Ultrasound and sclerotherapy
Most sclerotherapy is performed visually, based on the clinicians evaluation of the blood vessels, but duplex ultrasound is sometimes employed to visualize the blood vessels while injecting
Ultrasound evaluation is sometimes necessary prior to treatment to determine the extend of underlying venous disease.
Choice of sclerosing agents
The goal of sclerotherapy is to damage the injected blood vessel and not damage the surrounding skin or tissue. Sclerosants are categorized based on their method of action.
Detergents disrupt the cellular membranes of the cells lining the veins. These agents include: Sodium tetradecyl sulfate (Sotradecol), Polidocanol (Asclera), Sodium morrhuate (Scleromate), and Ethanolamine Oleate (Ethamolin). Detergents can be foamed by mixing with air, and this form of sclerosant is commonly used, especially for larger vessels.
Osmotic agents damage the cells by creating an electrolyte gradient, thereby dehydrating the cells. The classic hypertonic sclerosant is hypertonic saline or hypertonic saline with dextrose (Sclerodex).
Chemical agents directly damage the cells in a caustic fashion. These agents include chromated glycerin (Sclermo) and polyiodinated iodine.
Of the above sclerosants, hypertonic saline, sodium tetradecyl sulfate, and polidocanol are most commonly used.
Hypertonic Saline. Hypertonic saline (23.4%) is readily available, nontoxic, and inexpensive. It is widely used off-label for sclerotherapy but has some drawbacks. If it gets outside the blood vessel it can cause pain, burning or cramping. It is also likely to cause hemosiderin deposition and hyperpigmentation. Nevertheless, it is a good option for some, especially if cost is a factor. For larger veins, 23.4% saline is usually used, while telangiectasias are usually treated at half strength (11.7%).

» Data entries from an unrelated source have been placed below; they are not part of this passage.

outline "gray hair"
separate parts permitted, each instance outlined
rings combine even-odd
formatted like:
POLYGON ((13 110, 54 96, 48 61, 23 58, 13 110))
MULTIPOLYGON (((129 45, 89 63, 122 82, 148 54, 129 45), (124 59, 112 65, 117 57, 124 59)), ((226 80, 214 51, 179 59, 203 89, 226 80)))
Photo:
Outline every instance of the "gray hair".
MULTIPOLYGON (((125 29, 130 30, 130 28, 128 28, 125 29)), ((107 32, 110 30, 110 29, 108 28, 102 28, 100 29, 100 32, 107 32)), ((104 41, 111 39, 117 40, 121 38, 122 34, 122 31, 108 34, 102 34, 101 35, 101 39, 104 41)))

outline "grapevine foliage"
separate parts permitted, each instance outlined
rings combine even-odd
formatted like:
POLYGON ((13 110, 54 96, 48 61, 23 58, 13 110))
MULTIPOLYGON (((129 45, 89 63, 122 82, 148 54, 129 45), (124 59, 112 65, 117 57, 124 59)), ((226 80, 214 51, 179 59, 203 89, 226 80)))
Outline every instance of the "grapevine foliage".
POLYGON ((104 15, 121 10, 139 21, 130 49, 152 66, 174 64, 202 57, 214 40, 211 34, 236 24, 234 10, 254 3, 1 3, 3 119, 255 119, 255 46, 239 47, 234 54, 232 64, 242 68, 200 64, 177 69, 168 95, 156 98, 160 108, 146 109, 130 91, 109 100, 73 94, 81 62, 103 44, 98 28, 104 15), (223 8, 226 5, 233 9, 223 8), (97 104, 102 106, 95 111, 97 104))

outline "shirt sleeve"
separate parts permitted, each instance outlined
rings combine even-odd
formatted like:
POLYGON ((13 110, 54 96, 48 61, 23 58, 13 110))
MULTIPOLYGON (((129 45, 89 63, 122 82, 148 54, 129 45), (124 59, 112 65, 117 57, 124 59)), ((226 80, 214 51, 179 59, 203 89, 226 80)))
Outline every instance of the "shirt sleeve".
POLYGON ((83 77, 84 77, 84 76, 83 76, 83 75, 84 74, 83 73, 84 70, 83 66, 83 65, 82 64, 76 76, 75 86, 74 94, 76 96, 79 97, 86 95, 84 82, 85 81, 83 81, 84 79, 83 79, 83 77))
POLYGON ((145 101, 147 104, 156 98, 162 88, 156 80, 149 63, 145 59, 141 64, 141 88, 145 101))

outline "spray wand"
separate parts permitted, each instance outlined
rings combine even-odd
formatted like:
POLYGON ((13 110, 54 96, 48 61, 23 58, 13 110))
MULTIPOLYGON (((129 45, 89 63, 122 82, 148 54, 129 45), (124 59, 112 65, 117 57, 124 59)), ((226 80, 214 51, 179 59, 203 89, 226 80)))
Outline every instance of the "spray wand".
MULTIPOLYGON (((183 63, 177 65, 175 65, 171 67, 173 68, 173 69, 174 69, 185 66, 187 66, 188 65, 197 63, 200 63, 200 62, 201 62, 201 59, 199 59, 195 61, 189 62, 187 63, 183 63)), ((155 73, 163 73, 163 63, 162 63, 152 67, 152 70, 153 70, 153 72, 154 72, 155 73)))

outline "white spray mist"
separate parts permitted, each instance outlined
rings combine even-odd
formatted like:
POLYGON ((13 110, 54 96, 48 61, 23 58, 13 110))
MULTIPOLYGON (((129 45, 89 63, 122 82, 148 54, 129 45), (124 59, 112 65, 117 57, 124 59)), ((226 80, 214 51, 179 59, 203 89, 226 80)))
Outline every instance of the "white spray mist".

Sodium tetradecyl sulfate is a synthetic detergent, and is FDA-approved for sclerotherapy in the U.S. as Sotradecol. The main issues with Sotradecol use are hyperpigmentation, tissue necrosis if it gets outside the blood vessel, and occassional allergic reactions, including anaphylaxis. Concentrations used range from 0.25-0.4% for reticular veins and venulectasias and 0.1-0.2% for telangiectasias.
Polidocanol (Asclera) is FDA-approved in the United States for sclerotherapy. Notable advantages are that it does not cause tissue necrosis if extravasated, is painless upon injection,and has a low incidence of allergic reaction, though cases of anaphylaxis has been reported. As with other agents, hyperpigmentation sometimes occurs. Concentrations of 0.5-1.0% are used for for reticular veins and venulectasias and 0.25-0.75% for telangiectasias.
The sclerotherapy procedure
After a pre-operative evaluation and consent, the patient is positioned appropriately and the sclerosant injected into the vessle using a 30G needle, typically 0.1-0.2 ml at 2-3 cm intervals along the vessel. Larger vessels are treated first and then smaller ones. Pressure with taped cotton balls or a compression garment are applied immediately, and should be continued for several weeks.
Complications of sclerotherapy
Complications can occur. Hyperpigmentation is common and usually resolves over time. Allergic reactions can occur during treatment. Telangiectatic matting (a collection of new small vessels) sometimes occurs, and is thought to be due to injections that are too fast or too concentrated or to the presence of unrecognized feeder vessels. These sometimes resolve spontaneously, but are also amenable to treatment. An important potential complication is tissue necrosis, usually occurring when the sclerosant escapes or is injected into surrounding tissue, or injected into an arteriole. Immediate white blanching is an indication of impending necrosis. This can be treated with massage, topical nitroglycerine paste, hyaluronidase injection, or flushing with normal saline or lidocaine. Superficial thrombophlebitis (inflammation of the veins) can occurs when larger vessels are treated. This usually responds to compression and NSAIDs. Deep venous thrombosus sometimes occurs, and must be treated with systemic anticoagulation. In addition to the above, foam sclerotherapy has unique possible adverse effects that can result from migration of foam bubbles. These include pulmonary symptoms, visual and neurological events.